Bir yakınımızın düğünündeyiz. Reşat (Çalışlar) masada merakla sosyal medyayı izliyor. Bir ara, “Galiba darbe oluyor” dedi.
Gelişmeleri, bir terör ihbarına karşı alınan önlem sandık. Kısa süre sonra “Boğaz köprüleri kapatılmış, uçaklar uçuyor” dediğinde, meraklandık.
Ankara’dan uçakların alçaktan uçtuğuna ilişkin haberler gelmeye başladı.
Düğün sahibi akrabamız, yanımıza geldiğinde, “darbe oluyor” dediğimde şöyle karşılık verdi: “Şimdi anlaşıldı, Bülent, biraz önce bir haber aldı ve helikoptere bindi gitti.”

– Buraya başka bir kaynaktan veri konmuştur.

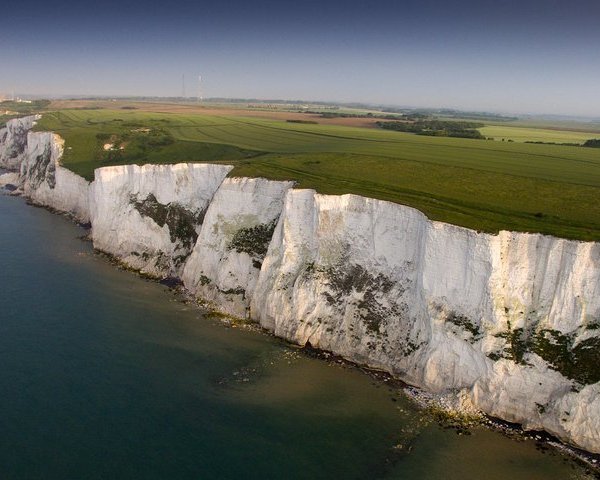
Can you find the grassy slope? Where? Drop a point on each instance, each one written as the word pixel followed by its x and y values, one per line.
pixel 478 184
pixel 526 134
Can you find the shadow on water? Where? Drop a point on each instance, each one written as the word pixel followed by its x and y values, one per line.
pixel 106 375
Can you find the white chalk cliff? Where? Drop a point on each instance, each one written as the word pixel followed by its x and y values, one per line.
pixel 149 217
pixel 509 321
pixel 224 266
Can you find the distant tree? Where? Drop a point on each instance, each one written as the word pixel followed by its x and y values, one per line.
pixel 594 143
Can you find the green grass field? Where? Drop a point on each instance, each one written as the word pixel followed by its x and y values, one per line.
pixel 525 134
pixel 485 185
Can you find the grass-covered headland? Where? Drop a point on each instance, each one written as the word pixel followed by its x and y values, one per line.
pixel 484 185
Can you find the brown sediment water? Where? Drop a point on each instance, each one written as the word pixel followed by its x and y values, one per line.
pixel 107 375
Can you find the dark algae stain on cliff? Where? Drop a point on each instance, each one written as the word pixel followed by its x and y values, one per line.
pixel 42 169
pixel 106 375
pixel 577 360
pixel 182 222
pixel 254 240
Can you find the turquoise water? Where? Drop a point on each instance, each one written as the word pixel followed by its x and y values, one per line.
pixel 105 375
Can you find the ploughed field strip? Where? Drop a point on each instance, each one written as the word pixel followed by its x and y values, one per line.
pixel 484 185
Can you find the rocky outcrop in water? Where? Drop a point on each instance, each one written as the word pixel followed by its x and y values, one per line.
pixel 510 322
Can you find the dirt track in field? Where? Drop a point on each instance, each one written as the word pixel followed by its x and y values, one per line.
pixel 213 110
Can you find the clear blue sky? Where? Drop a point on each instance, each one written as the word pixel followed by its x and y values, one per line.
pixel 540 56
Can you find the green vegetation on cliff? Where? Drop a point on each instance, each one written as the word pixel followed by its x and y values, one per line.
pixel 482 185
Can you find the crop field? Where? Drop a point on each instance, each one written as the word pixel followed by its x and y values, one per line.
pixel 484 185
pixel 525 134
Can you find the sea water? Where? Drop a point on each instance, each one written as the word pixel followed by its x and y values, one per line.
pixel 104 375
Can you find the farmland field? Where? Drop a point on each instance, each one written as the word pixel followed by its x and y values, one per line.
pixel 485 185
pixel 525 134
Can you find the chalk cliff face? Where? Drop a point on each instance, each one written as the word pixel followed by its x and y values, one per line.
pixel 47 183
pixel 510 322
pixel 511 319
pixel 149 217
pixel 13 141
pixel 233 242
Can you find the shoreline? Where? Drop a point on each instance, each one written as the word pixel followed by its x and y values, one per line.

Düğün sahibinin “Bülent” dediği kişi, Deniz Kuvvetleri Komutanı Bülent Bostanoğlu’ydu.
Masasında aldığı bir haber üzerine atlayıp gitmişti. Bostanoğlu, daha sonra, darbeye karşı açıklama yapabilen ilk kuvvet komutanı oldu.
“Darbe tiyatrosu”
Türkiye, bir büyük felaketi, çok yönlü hasarlarla da olsa, bir ölçüde atlattı.
Bir çok darbe ve müdahaleden daha kanlı sonuçları olan bu girişim, hızla püskürtüldü. Bunda, geçmiş darbelerde yaşananlardan alınan derslerin de payı var.
İktidar, muhalefet, değişik görüşlerdeki medyayla birlikte; darbecilere karşı geniş cepheli bir direniş oluştu. Siyasi kamplaşmanın körlüğünden kurtulamayan bazı kesimler, yine yanlış vehimlerin yayıcısı olmayı sürdürüyorlar.
Yaşadıklarımızın, iktidar tarafından hazırlanan bir tiyatro olduğunu söyleyen de var; darbecileri, ne yaptığını bilmeyen, “şapşal”, “aciz” kimseler olarak gören de.